Ender Wiggins is a 6 year-old boy who has a towering destiny ahead of him: he is a boy genius who must be put through the hardships of Battle School in the hopes that he can turn into the next Alexander, and defeat an alien race known as the Buggers. Ender's greatest strength is also the weakness that must be weaned out of him: he is a caring, empathic boy who doesn't take to murder lightly. But kill he must if he is to save all of Humanity.
Although the protagonist of Ender's Game is a child, there is nothing childish about what he lives through. Ender must contend not only with older boys plotting against him, and a hostile school management bent on breeding a military commander out of him; he must also deal with his own conscience as he becomes the killer he must be to save his kind. The moral dillemmas faced by Ender are definitely adult: they speak of duty and the necessities of survival, and the sacrifices we make as a species to defend our right to exist.
Ender and his fellow boy-soldiers are fascinating characters, and they sometimes reach that most difficult of balance, by being at once child-like and supernaturally intelligent. There is a level of intelligence in some exchanges (particularly those involving Ender's sister Valentine) that matches those in Frank Herbert's Dune in terms of multilayered complexity. On the whole, however, the children of Ender's Game behave more like ruthless military officers, and less like children, than I would have expected. The tale of Peter and Valentine, for instance, stretched my belief in these child geniuses.

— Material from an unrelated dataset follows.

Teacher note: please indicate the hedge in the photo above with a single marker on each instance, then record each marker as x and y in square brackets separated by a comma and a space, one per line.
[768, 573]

Overall, Ender's Game is a satisfying, gripping SF tale, and one that obviously influenced the genre in a major way. It is amazing in its relentlessness, and one can't help but feel pity and sympathy for Ender as he is put through the trials that will shape him into a military commander for the ages. I'm glad I finally got around to reading it, and I look forward to Speaker for the Dead, Ender's Game's sequel, and the spinoff, Ender's Shadow.